Precederà i comunicati la gioiosa sirena dei cuori.

Più veloce della luce è la notizia,

più veloce della notizia la fede.

Nelle grida, nei discorsi, nei canti

parole tutte deludenti,

tranne una: finalmente.

Cieche fin qui le notti di città

lanceranno segnali al cielo –

su fino agli astri dell’immensità.

Il lutto strappato alle finestre

sarà calpestato dai passanti

che avanzano disposti in schiere.

Altri correranno fuori di casa

per porgere con una rapida stretta di mano

ai loro cari, a chiunque per strada,

la verità come una cosa –

che l’uomo ha portato alla terra

pace – non spada.

Wisława Szymborska (Kórnik, 2 luglio 1923 – Cracovia, 1 febbraio 2012)

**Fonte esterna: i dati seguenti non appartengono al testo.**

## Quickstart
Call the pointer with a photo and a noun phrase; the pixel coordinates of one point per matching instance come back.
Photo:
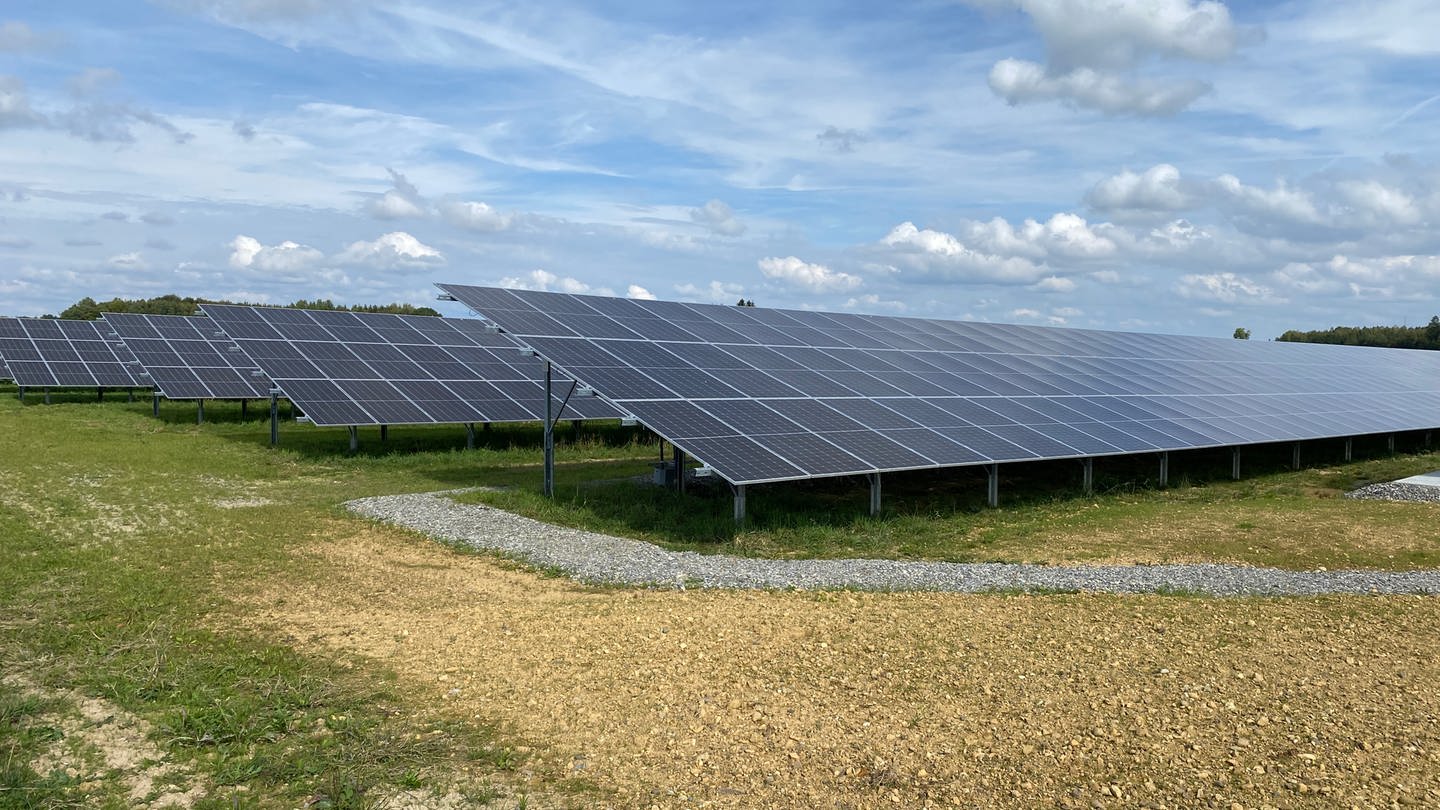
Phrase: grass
(121, 541)
(1272, 516)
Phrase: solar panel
(65, 353)
(763, 395)
(385, 369)
(185, 359)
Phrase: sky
(1158, 166)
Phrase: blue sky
(1167, 165)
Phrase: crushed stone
(595, 558)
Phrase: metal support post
(549, 437)
(680, 469)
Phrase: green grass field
(124, 539)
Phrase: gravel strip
(1396, 490)
(595, 558)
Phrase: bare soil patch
(100, 742)
(850, 699)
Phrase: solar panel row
(185, 359)
(64, 353)
(385, 369)
(763, 395)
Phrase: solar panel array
(65, 353)
(765, 395)
(385, 369)
(185, 359)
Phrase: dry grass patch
(847, 699)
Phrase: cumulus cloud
(546, 281)
(1064, 235)
(127, 261)
(1158, 188)
(874, 301)
(716, 291)
(248, 252)
(475, 216)
(1053, 284)
(403, 201)
(817, 277)
(1282, 203)
(16, 38)
(1095, 49)
(1226, 288)
(1020, 81)
(935, 254)
(840, 140)
(719, 218)
(15, 104)
(390, 250)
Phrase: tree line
(1386, 336)
(88, 309)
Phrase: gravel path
(589, 557)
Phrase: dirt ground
(848, 699)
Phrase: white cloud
(935, 254)
(1053, 284)
(248, 252)
(716, 291)
(403, 201)
(817, 277)
(719, 218)
(1158, 188)
(546, 281)
(873, 301)
(1020, 81)
(1096, 46)
(1380, 201)
(1064, 235)
(1279, 203)
(15, 104)
(475, 216)
(1224, 287)
(390, 250)
(16, 36)
(127, 261)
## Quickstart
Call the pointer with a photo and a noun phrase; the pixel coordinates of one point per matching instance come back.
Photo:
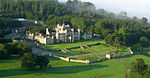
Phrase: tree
(28, 61)
(42, 61)
(138, 66)
(23, 48)
(146, 73)
(144, 41)
(137, 47)
(117, 41)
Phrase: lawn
(68, 45)
(89, 57)
(129, 60)
(133, 75)
(61, 69)
(92, 49)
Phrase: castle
(62, 33)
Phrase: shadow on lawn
(53, 70)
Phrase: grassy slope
(68, 45)
(61, 69)
(93, 49)
(129, 60)
(90, 57)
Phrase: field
(68, 45)
(11, 68)
(93, 49)
(100, 50)
(61, 69)
(89, 57)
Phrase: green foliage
(28, 61)
(23, 48)
(144, 41)
(3, 40)
(139, 66)
(3, 52)
(137, 47)
(42, 61)
(147, 73)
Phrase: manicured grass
(93, 49)
(89, 57)
(68, 45)
(133, 75)
(61, 69)
(129, 60)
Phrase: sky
(139, 8)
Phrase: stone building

*La poesia è tratta da Canzone nera (Adelphi, 2022), raccolta di versi composti dalla poeta polacca tra il 1944 e il 1948 e segnati dalla seconda guerra mondiale. Il libro è a cura di Andrea Ceccherelli, traduzione di Linda Del Sarto.

Proprio oggi, 2 febbraio, a Cracovia la Fundacja Wisławy Szymborskiej ha comunicato le iniziative che saranno dedicate nel corso del 2023 alla Premio Nobel per la letteratura 1996. E, come informa in una nota Marzia Spanu, gli eventi ufficiali in Italia sono stati assegnati al Teatro Pubblico Ligure, all’Università di Bologna e all’Università “La Sapienza” di Roma. Li seguiremo in tutti i nostri canali.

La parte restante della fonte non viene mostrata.